Public Health AI Lab — Triage, Surveillance, Abstraction¶

This work is licensed under a Creative Commons Attribution 4.0 International License.
This lab assumes you've completed the Prompt Engineering Deep Dive. Here we apply four advanced techniques — few-shot learning, prompt chaining, chain-of-thought, and structured output — to three real public-health workflows.
Each exercise follows the same shape:
- A bad prompt that fails in a specific, instructive way.
- A better prompt that introduces an anchor technique from
prompts.md. - A best prompt that layers a second technique on top.
You finish with three artifacts and three sets of compared outputs that show what each technique actually buys you. (The bad → better → best progression mirrors the Basic / Better / Best example at the top of the Deep Dive — applied end-to-end, with public-health stakes.)
What you'll build (60–90 min)
Three artifacts plus their bad/better/best comparisons:
- An SMS triage classifier with confidence scores
- A one-page outbreak brief synthesized via a reasoning chain
- A structured chart-abstraction record set with calibrated abstention
Prerequisites¶
| ✔︎ | Requirement | Notes |
|---|---|---|
| Read Prompt Engineering first | CRAFT, few-shot, prompt chaining | |
| Access to a chat-style LLM | Claude, ChatGPT, or Gemini in any browser | |
| 60–90 min | All exercises run in a single chat session |
A note on running the comparisons: open a fresh chat for each version (1A, 1B, 1C). LLMs that remember the prior context will "cheat" — they'll silently apply lessons from the better prompt to the bad one. Fresh chats are how you actually see the technique buy you something.

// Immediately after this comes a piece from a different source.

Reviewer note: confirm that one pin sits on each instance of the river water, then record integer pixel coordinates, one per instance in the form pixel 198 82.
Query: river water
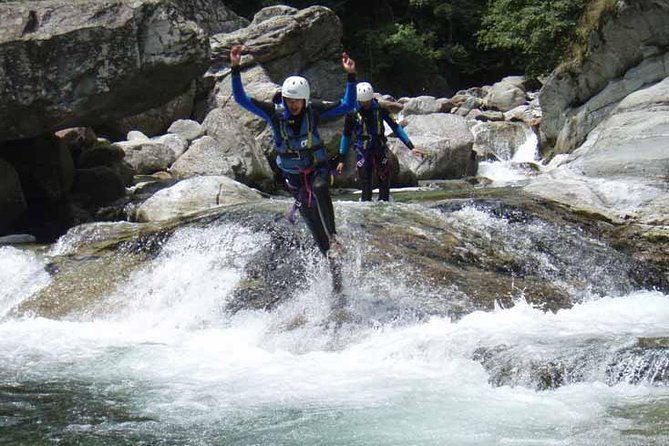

Exercise 1 — SMS Symptom Triage (~30 min)¶
Anchor technique: Few-shot learning. Gap-filling technique: Structured output with confidence scores.
Scenario. You run a community SMS health line for a rural district. Eight messages arrived overnight. You need to sort them — urgent, route-to-clinic, misinformation, not-actionable — before the 8 a.m. clinic huddle.
Inbound messages (used in all three versions below)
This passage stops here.